Recognize text from picture

ccc

def pil2ui(pil_image):
    buffer = io.BytesIO()
    pil_image.save(buffer, format='PNG')
    return ui.Image.from_data(buffer.getvalue())

is memory leaking buffer which has been proven to crash Pythonista when multiple images are processed. A better approach is to use a context manager to force the .close().

def pil2ui(pil_image):
    with io.BytesIO() as buffer:
        pil_image.save(buffer, format='PNG')
        return ui.Image.from_data(buffer.getvalue())

mikael

Revisiting this.

Regardless of language restrictions, I have found the simple and reliable ability to pick text from paper to be useful for me almost weekly - URLs, email addresses, reservation codes, laptop serial numbers, etc.

With the use, I noted that the original script had some issues:

Difficult to find and open when quickly needed.
Slow to get from the picked photo to recognized text.
Results are a pain to copy from the Console as it likes to jump around just as you’ve selected the text to copy.

Point #1 was fixed with a simple Apple Shortcuts shortcut to make the script easy to run.

Point #3 was resolved by presenting the recognized text in a TableView, with tap to copy.

Point #2 took a bit more doing.

Pythonista photos module wants to return PIL images, and that results in two very slow conversions - first the module converts the UIImage to PIL, and then I converted that back to a PNG image for recognition. I found some @cvp code in this thread and replaced photos module with objc_util pickers, which return PNG data almost directly.

And hey presto! Not just faster recognition, but instantaneous - and with much better quality than with the only contender app I could find (Prizmo Go).

Updated script here.

cvp

@mikael Thanks for your great 🎁for New Year

cvp

Question for a specialist of this forum.
In the last post of @mikael , I see my user as @cvp but as a black text and not clickable blue, although I've received a notification "Mikael mentioned you...".
How is that possible?

mikael

Happy last day of the decade to everyone who shares my calendar!

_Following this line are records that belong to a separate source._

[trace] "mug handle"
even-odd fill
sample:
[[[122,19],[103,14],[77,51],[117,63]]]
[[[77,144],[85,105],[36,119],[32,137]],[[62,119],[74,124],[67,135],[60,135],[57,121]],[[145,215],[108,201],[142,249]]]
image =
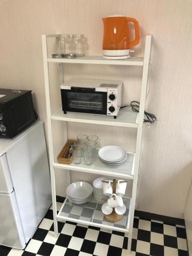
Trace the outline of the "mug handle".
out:
[[[115,200],[116,200],[116,198],[117,197],[117,196],[116,194],[112,194],[112,195],[111,196],[111,198],[112,198],[112,197],[114,196],[115,197]]]
[[[140,40],[140,34],[139,34],[139,23],[134,18],[126,17],[126,20],[127,22],[133,22],[135,26],[135,40],[131,41],[129,44],[129,48],[130,49],[133,46],[135,46],[138,45]]]

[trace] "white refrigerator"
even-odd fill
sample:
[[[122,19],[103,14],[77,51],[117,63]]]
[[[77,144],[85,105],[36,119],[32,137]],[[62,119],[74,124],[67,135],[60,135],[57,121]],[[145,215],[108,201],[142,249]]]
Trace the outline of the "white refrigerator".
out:
[[[23,249],[51,204],[43,123],[0,139],[0,245]]]

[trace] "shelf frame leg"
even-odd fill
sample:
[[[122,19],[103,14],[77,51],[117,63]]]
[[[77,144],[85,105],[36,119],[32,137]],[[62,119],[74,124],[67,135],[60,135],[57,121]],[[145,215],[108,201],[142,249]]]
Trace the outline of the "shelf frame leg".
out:
[[[142,77],[141,90],[140,100],[140,108],[138,119],[138,126],[137,134],[137,142],[135,153],[135,163],[134,176],[133,183],[132,197],[130,204],[130,219],[129,222],[129,226],[127,227],[129,229],[127,253],[131,253],[131,245],[132,240],[133,226],[134,219],[134,212],[135,208],[135,203],[136,200],[137,187],[137,178],[139,172],[139,161],[141,153],[141,145],[142,133],[143,125],[144,112],[145,109],[145,103],[146,99],[146,93],[148,83],[148,68],[151,56],[151,49],[152,42],[152,36],[146,36],[145,52],[144,55],[144,61],[143,67],[143,73]]]
[[[44,60],[44,79],[45,85],[45,93],[46,99],[46,109],[47,116],[47,125],[48,130],[48,141],[49,141],[49,164],[50,167],[50,176],[51,183],[51,193],[53,204],[53,223],[54,234],[56,238],[58,237],[58,226],[57,219],[57,203],[56,199],[56,189],[55,189],[55,172],[53,167],[54,163],[54,154],[53,145],[53,136],[52,122],[51,119],[51,105],[50,97],[49,90],[49,67],[47,61],[47,41],[46,35],[42,35],[42,54]]]

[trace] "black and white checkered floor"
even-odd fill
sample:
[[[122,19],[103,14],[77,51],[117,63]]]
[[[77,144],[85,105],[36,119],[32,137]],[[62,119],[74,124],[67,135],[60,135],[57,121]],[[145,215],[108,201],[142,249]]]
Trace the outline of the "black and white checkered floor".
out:
[[[57,202],[57,210],[62,204]],[[0,246],[0,256],[127,256],[127,235],[66,222],[54,237],[52,208],[25,250]],[[188,255],[184,226],[135,217],[132,255]]]

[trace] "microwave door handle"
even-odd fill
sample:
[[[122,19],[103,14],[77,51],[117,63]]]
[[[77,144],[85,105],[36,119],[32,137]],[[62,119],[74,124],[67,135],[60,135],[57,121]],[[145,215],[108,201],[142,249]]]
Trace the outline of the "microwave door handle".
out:
[[[75,87],[72,86],[71,87],[71,90],[73,91],[73,92],[91,93],[95,91],[95,88],[88,88],[87,87]]]

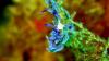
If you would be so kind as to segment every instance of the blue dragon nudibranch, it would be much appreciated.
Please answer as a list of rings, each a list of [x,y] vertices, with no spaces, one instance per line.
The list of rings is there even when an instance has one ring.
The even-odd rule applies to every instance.
[[[61,51],[64,45],[70,39],[70,35],[73,35],[74,25],[68,11],[62,8],[63,0],[46,0],[48,4],[47,11],[55,15],[53,25],[46,24],[46,26],[52,27],[48,39],[48,50],[51,52]]]

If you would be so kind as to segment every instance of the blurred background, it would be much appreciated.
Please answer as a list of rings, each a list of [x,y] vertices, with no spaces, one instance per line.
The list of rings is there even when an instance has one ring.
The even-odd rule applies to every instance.
[[[109,37],[109,0],[64,0],[70,14],[77,14],[95,35]],[[48,52],[46,35],[51,30],[53,15],[43,12],[44,0],[0,0],[0,61],[75,61],[70,49],[58,53]]]

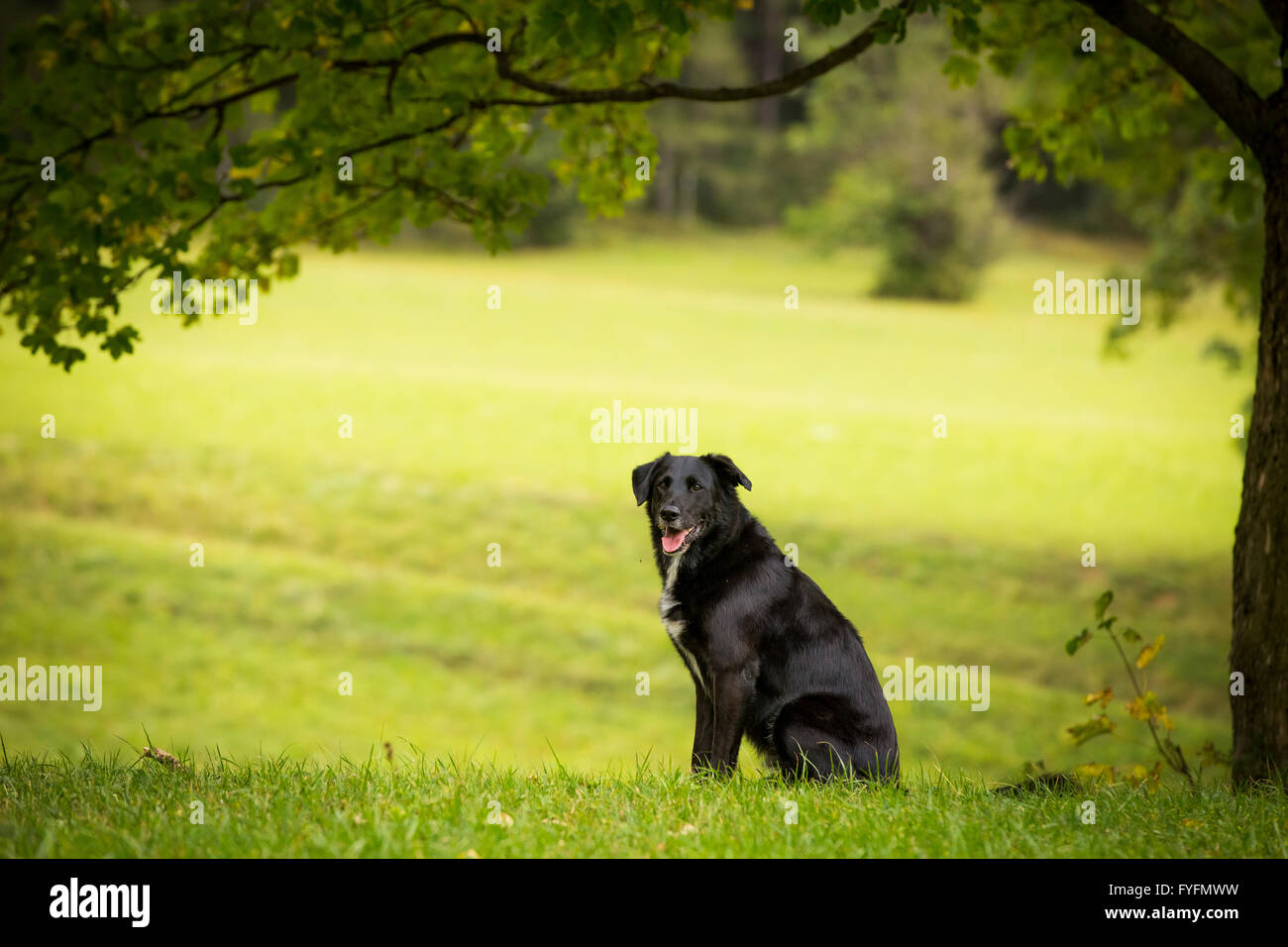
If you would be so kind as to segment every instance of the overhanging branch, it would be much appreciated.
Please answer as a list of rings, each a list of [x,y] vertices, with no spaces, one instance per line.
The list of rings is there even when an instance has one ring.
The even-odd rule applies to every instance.
[[[1258,157],[1270,147],[1267,107],[1243,77],[1207,46],[1136,0],[1078,0],[1176,70]],[[1279,0],[1280,5],[1283,0]],[[1274,5],[1274,3],[1271,3]]]

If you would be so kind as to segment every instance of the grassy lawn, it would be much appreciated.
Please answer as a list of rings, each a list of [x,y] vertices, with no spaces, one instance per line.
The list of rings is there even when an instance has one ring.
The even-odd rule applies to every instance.
[[[124,312],[139,352],[91,353],[71,375],[6,335],[0,664],[102,665],[104,697],[98,713],[0,703],[0,854],[509,854],[559,839],[569,854],[720,854],[738,823],[757,854],[1282,856],[1267,800],[1109,787],[1126,821],[1087,827],[1068,799],[980,787],[1025,760],[1151,761],[1142,734],[1074,749],[1063,733],[1088,716],[1084,693],[1126,691],[1110,649],[1063,649],[1105,588],[1126,622],[1167,638],[1149,687],[1182,745],[1229,745],[1229,417],[1251,379],[1199,352],[1249,330],[1213,301],[1160,335],[1146,300],[1132,357],[1104,359],[1105,321],[1036,316],[1032,283],[1104,274],[1123,251],[1023,245],[962,305],[867,298],[864,254],[696,234],[305,255],[254,326],[183,330],[144,287]],[[990,667],[985,713],[894,705],[907,795],[804,790],[784,826],[782,789],[690,795],[670,776],[692,684],[657,618],[629,474],[684,448],[594,443],[591,411],[614,399],[697,410],[697,451],[747,472],[752,512],[797,545],[878,671]],[[27,756],[140,746],[144,728],[198,763],[216,746],[281,763],[211,765],[189,796],[171,774]],[[408,761],[343,768],[385,741]],[[411,761],[447,755],[488,768]],[[744,751],[750,777],[757,764]],[[278,798],[274,781],[299,791]],[[220,801],[197,835],[183,816],[200,794]],[[527,831],[480,827],[483,796]],[[1194,825],[1177,834],[1181,818]],[[868,837],[890,822],[898,834]]]
[[[1010,798],[944,773],[903,787],[696,785],[648,765],[585,776],[411,755],[207,760],[196,778],[24,758],[3,786],[0,857],[1288,857],[1276,790]]]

I finessed the script a bit with the ability to select, copy or share multiple items, and nicer icons.

@cvp, noted and wondered about the lack of the link for your handle, no idea why.

sodoku

Does this work with the new iPad OS ????

mikael

@sodoku, do you mean if the latest versions have included robust support for non-English characters? Not to my knowledge.

sodoku

So good news I got an iPhone 11 and I’m testing this on it, for sudoku, do the pictures taken save anywhere when used, just curious if I have to delete them because after I use it the pictures don’t show up in my pictures app

sodoku

Also what’s the updated code posted by Mikael on GitHub used for is it same as this one posted here or not because it’s so much longer and bigger then this code posted on the forum, is it a better version then this one on the forum

mikael

@sodoku, the code on Github is more of a tool, and much faster than the version at the beginning of this thread. For your purposes, you probably just want pieces of it.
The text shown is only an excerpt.